Fluorescent Flower Dye Activity

by Elowen
Fluorescent Flower Dye Activity Featured Image

Do you remember adding food dye to a vase of flowers to see how the colour is soaked up? I don’t remember how old I was when I learned you could do this, but it’s always been fun to do, no matter how old I am! My eleven-year-old loved it, but she would have enjoyed it thoroughly when she was very little, too. This particular version is a fun twist on an old idea, and is quick and easy to set up – though could be a little messy, which is why we started outside.

Fluorescent Flower Dye Activity Materials Needed

What You’ll Need:

• Fresh cut flowers – if using bought flowers, remember to cut fresh ends on the stems, preferably with a sharp knife
• Food dye
• A highlighter
• Water
• Small glass jar
• UV torch – remember that this is concentrated UV light and should never be pointed at your skin.
• Pliers, tin snips, or craft knife

Step 1

Harvest Flowers

Harvest a few flowers from your garden, or buy a couple at the florist, and strip them of leaves. We picked a couple of roses from two of our rose bushes just as the flowers were starting to open – we have so many blooms this year! Though I am currently at war with the aphids!

Step 2

Add the food dye to your small glass jar

Add the food dye to your small glass jar.

Step 3

Add the highlighter in the food dye

Using your pliers, tin snips (I just pinched the highlighter slightly with my tin snips and it popped right open!), or craft knife, get into your highlighter and add the ink wick (that squishy, fibrous bit inside a marker or highlighter where all the ink is held) to your jar of food dye, along with a small amount of water. 

Step 4

Add your flowers!

Add your flowers! It’s best to re-cut the very ends of your flowers for them to best take up the dyes. 

Step 5

Wait! Now, you have a couple of options about how you complete this activity. We allowed our flowers to sit in the dye for two days (they were quite firm buds and didn’t want to open up so we gave them more time, but really, they were picked a little early and wouldn’t fully open). They absorbed an enormous amount of pigment, and were entirely blue by the time we took photos. Under the UV light, they looked incredible! 

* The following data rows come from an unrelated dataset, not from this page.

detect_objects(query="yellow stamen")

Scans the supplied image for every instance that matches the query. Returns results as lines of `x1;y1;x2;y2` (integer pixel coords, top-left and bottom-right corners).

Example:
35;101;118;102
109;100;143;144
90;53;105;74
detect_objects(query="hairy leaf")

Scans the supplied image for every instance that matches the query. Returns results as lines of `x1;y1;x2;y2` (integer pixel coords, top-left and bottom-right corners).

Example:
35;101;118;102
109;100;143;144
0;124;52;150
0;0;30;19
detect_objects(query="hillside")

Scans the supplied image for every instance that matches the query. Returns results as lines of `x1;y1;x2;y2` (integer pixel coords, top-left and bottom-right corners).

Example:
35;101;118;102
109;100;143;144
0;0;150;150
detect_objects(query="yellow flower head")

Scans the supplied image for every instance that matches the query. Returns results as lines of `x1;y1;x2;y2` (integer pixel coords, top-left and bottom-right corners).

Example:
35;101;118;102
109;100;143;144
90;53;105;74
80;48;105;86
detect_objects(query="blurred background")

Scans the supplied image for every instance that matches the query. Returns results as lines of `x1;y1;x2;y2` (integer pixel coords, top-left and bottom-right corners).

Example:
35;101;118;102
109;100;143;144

But I realise that I have a patient eleven-year-old, so in case you have a little one who doesn’t want to wait to see what happens with this activity, I went back to my rose bushes and picked two open flowers, took photos of them, then put them in the dye for just two hours, and took photos again. As you can see, it’s still a pretty amazing effect! 

What’s happening?

Like people have veins and blood vessels, plants have xylem and phloem which draw up water and nutrients from the ground, as well as doing some other stuff, but we’ll keep things simple for this activity. Here, our flowers are sucking up the pigment (the colour particles in the food dye and highlighter ink) in the water, which stays in the xylem of the flowers. The reason the colour gets deeper over time is because the flower draws up water, dye and ink, then the water evaporates, leaving behind the pigment, and then draws up more water, dye, and ink. Repeat this over and over and you have deeply coloured flowers that fluoresce strongly under a UV light. But why? Well, many highlighters contain ink that is fluorescent, which is a scientific term for when a material absorbs light of one colour, but then emits light of a different colour with a longer wavelength. The reason this fluorescence is so striking, is because the highlighter ink is absorbing ultraviolet light that human eyes can’t see from our UV torch, and then emitting it back as a light we can see, which makes it look like the flowers are glowing under the UV light! How cool is that?!